Agora integrante de um grupo com oito crianças e adolescentes, Bernardo é aluno de Alice, sendo treinado diretamente pela professora de balé. Todos eles garantiram uma bolsa integral para o curso de duas semanas em Miami.

A depender de seus respectivos desempenhos, eles podem assegurar participações em futuras edições do programa, até completarem 15 anos, idade mínima necessária para continuarem estudando nos EUA sem a necessidade de continuarem sendo acompanhados por adultos.

No caso da Flórida, como conta Alice, o pequeno bailarino é “candidato à seletiva ao concurso de dança com a participação de escolas de todo o mundo. Os finalistas são premiados com bolsas de estudo, prêmios em dinheiro e contratos para atuar em companhias jovens, para os que já atingiram a idade mínima necessária”.

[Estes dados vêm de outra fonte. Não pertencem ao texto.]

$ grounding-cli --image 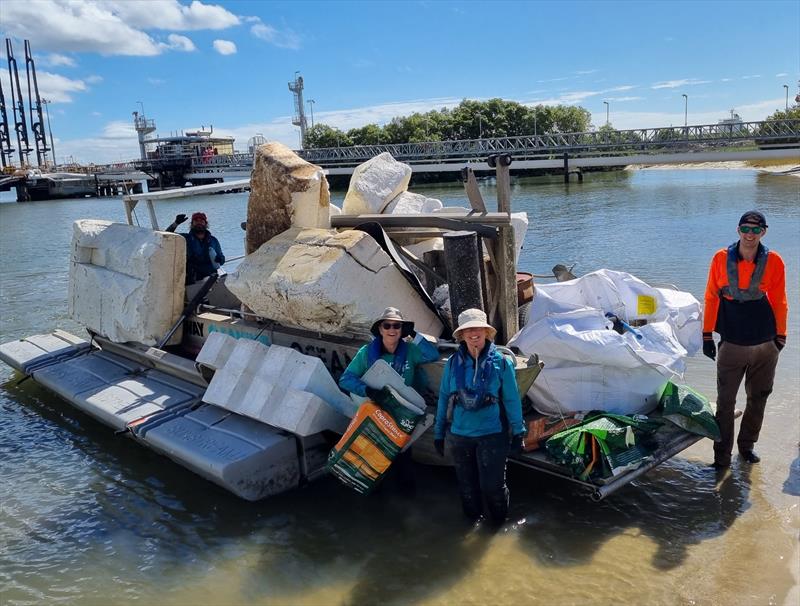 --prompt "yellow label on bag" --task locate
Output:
[636,295,656,316]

“A vaga em Miami já está assegurada, mas a bolsa só cobre as aulas. Ainda faltam passagem, alimentação e hospedagem. Já para a Flórida, a despesa é toda com a família”, diz Carla, que sonha com um patrocínio ou apoio de uma grande empresa ou instituição para ajudar a bancar as duas viagens, que ela estima ficarem bem acima do valor inicialmente previsto, com base em relato de outras mães, cujos filhos já participaram.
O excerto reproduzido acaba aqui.